Whole genome sequencing
Library preparation was performed using the Illumina Nextera XT DNA library preparation kit (Illumina, San Diego, CA, USA). 1 μg of sample DNA was used as input for library preparation. The gDNA was subjected to end-repair, A-tailing, ligation of adaptors including sample-specific barcodes as recommended in the manufacturer’s protocol. The resulting library was quantified using Qubit 2.0 fluorometer (Invitrogen, Carlsbad, CA, USA). The library was sequenced on an Illumina MiSeq (Illumina, San Diego, CA, USA) with paired-end 500 cycles protocol to read a length of 250 bp.
MTBC lineages/sub-lineages prediction
Total Genotyping Solution for M. tuberculosis (TGS-TB) online tool [21] (https://gph.niid.go.jp/tgs-tb/) was used for MTBC lineages/sub-lineages prediction using the KvarQ script according to the manufacturer’s instructions. The in silico detection of IS6110 insertion, in silico spoligotyping and genotyping based on short MIRU-VNTRs was performed using TGS-TB [See Additional file 1] [22]. Sublineages were also generated and cross-validated using established tools TB Profiler [16] and Mykrobe Predictor-TB [18] [See Additional file 2].

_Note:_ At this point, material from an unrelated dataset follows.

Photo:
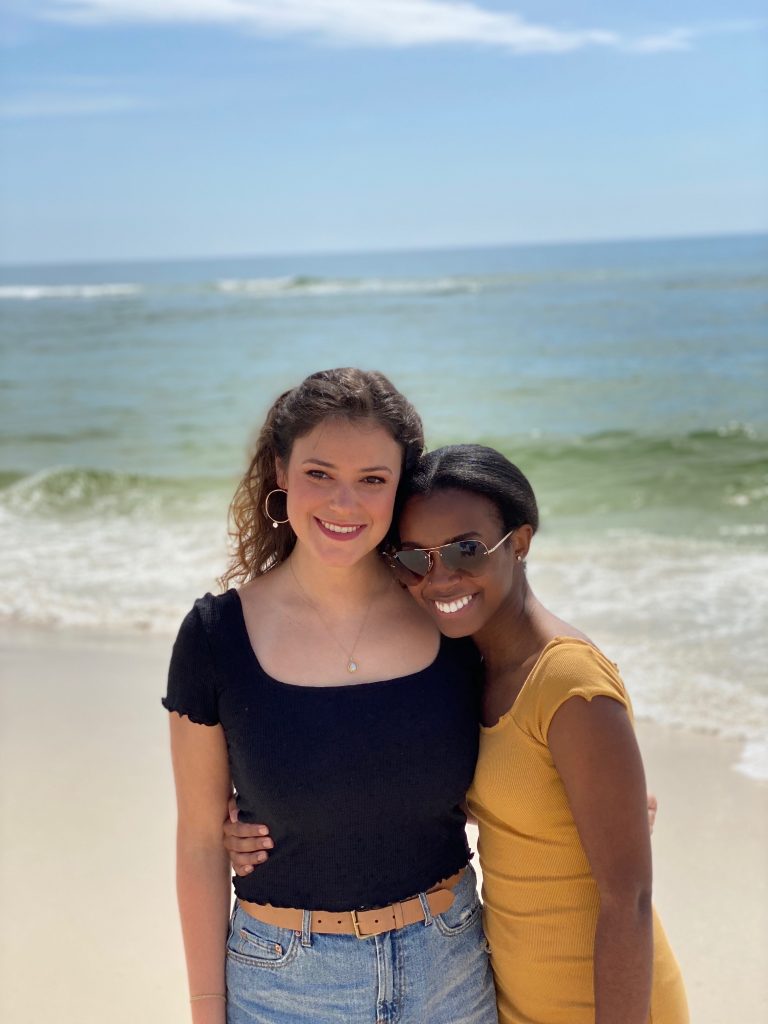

Core-genome phylogenetic and linkage network analysis
Adapters were trimmed and low quality bases with a Phred score less than 15 were discarded to obtain at least 50-mer length reads using Skewer [23] implemented in TGS-TB. The remaining reads were mapped against Mtb H37Rv [24] using BWA-mem program [25]. SNV sites having at least 5x coverage and a Phred score of at least 20 were used for mapping. Finding of additional SNVs sites among tested strains extracted by mpileup in SAMtools [26] after bwa mem mapping.
21,805 core genome SNVs on the non-repetitive regions [See Additional file 3], along with query-specific novel SNV sites were used to evaluate and identify the phylogenetic positioning of the isolates.
A maximum likelihood phylogenetic tree of all concatenated SNV alleles of the isolates and 78 reference genomes [21] was constructed on RAxML v8.2.0 [27] with 1000 bootstrap iterations.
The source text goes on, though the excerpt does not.